Our goal is to study the behaviour of $\hat\theta$ and to develop approximate distribution theory for $n^{1/2}(\hat\theta-\theta)$ . Here is a summary of the conclusions of the theory:

1.: The log likelihood is probably bigger at $\theta_0$ , the true value of $\theta$ than at any single $\theta_1 \neq \theta_0$ .
2.: The log-likelihood is approximately quadratic in a small region around $\theta_0$ ;
3.: This will prove that there is probably a local maximum of $\ell$ near $\theta_0$ and that this local maximum is unique.
4.: The value of the score function at $\theta_0$ is approximately normal.
5.: The second derivative of the log likelihood is nearly constant for $\theta$ fairly near $\theta_0$ ;
6.: The likelihood equations can be approximated by Taylor expansion.
7.: The error in the MLE $\hat\theta$ is approximately a multiple of the score function at $\theta_0$ .
8.: The MLE is approximately normal.
9.: The approximate standard deviation of the MLE can be estimated.
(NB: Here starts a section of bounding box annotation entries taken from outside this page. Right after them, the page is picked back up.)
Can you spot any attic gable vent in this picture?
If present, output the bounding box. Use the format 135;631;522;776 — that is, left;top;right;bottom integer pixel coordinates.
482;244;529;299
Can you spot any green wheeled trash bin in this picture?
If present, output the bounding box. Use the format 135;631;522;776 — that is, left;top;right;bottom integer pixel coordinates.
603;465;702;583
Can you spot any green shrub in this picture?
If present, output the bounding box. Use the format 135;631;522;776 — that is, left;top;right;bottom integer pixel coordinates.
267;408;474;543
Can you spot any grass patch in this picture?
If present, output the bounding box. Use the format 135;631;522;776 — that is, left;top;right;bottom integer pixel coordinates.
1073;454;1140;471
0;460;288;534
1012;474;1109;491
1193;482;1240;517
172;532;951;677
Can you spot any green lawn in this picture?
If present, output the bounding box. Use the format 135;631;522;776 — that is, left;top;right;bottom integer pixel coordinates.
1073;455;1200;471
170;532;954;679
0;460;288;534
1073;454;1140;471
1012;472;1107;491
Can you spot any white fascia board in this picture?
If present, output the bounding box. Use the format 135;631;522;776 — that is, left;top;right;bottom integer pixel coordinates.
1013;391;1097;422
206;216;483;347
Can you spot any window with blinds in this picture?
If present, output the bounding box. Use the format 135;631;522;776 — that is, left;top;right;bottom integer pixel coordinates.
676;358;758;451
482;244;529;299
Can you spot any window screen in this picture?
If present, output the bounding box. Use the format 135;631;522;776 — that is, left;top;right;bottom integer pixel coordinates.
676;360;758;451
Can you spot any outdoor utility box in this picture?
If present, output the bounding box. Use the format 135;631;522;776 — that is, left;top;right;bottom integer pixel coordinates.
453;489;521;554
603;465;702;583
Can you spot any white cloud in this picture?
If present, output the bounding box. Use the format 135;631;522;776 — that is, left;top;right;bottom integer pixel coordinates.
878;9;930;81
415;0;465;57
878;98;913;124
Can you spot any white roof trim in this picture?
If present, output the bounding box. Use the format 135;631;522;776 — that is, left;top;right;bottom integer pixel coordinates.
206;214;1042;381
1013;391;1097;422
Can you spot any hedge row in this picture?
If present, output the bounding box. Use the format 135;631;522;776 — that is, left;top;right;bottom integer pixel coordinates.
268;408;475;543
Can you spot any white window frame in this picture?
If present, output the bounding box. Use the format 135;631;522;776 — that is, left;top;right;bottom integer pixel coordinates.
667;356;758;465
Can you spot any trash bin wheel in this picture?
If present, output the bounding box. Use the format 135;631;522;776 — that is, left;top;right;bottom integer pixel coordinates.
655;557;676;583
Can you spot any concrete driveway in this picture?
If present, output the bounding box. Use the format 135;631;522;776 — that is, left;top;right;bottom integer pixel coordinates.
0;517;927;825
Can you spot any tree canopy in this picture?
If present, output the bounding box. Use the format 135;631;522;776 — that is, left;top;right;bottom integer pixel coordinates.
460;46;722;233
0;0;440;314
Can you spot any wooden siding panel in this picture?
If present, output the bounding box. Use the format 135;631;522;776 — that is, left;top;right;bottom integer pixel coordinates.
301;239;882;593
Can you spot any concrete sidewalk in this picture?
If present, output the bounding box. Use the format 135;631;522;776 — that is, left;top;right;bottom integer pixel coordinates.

We now study the approximate behaviour of $\hat\theta$ by studying the function U. Notice first that Uis a sum of independent random variables.

Theorem: If $Y_1,Y_2,\ldots$ are iid with mean $\mu$ then

$\begin{displaymath}\frac{\sum Y_i}{n} \to \mu \end{displaymath}$

This is called the law of large numbers. The strong law says

$\begin{displaymath}P(\lim \frac{\sum Y_i}{n}=\mu)=1 \end{displaymath}$

and the weak law that

$\begin{displaymath}\lim P(\vert \frac{\sum Y_i}{n}-\mu\vert>\epsilon) = 0 \end{displaymath}$

For iid Y_i the stronger conclusion holds but for our heuristics we will ignore the differences between these notions.

Now suppose that $\theta_0$ is the true value of $\theta$ . Then

$\begin{displaymath}U(\theta)/n \to \mu(\theta) \end{displaymath}$

where
$\begin{align*}\mu(\theta) =& E_{\theta_0}\left[ \frac{\partial \log f}{\partia... ...t \frac{\partial \log f}{\partial\theta}(x,\theta) f(x,\theta_0) dx \end{align*}$

Consider as an example the case of $N(\mu,1)$ data where

$\begin{displaymath}U(\mu)/n = \sum(X_i -\mu)/n = \bar{X} -\mu \end{displaymath}$

If the true mean is $\mu_0$ then $\bar{X} \to \mu_0$ and

$\begin{displaymath}U(\mu)/n \to \mu_0-\mu \end{displaymath}$

If we think of a $\mu < \mu_0$ we see that the derivative of $\ell(\mu)$ is likely to be positive so that $\ell$ increases as we increase $\mu$ . For $\mu$ more than $\mu_0$ the derivative is probably negative and so $\ell$ tends to be decreasing for $\mu > 0$ . It follows that $\ell$ is likely to be maximized close to $\mu_0$ .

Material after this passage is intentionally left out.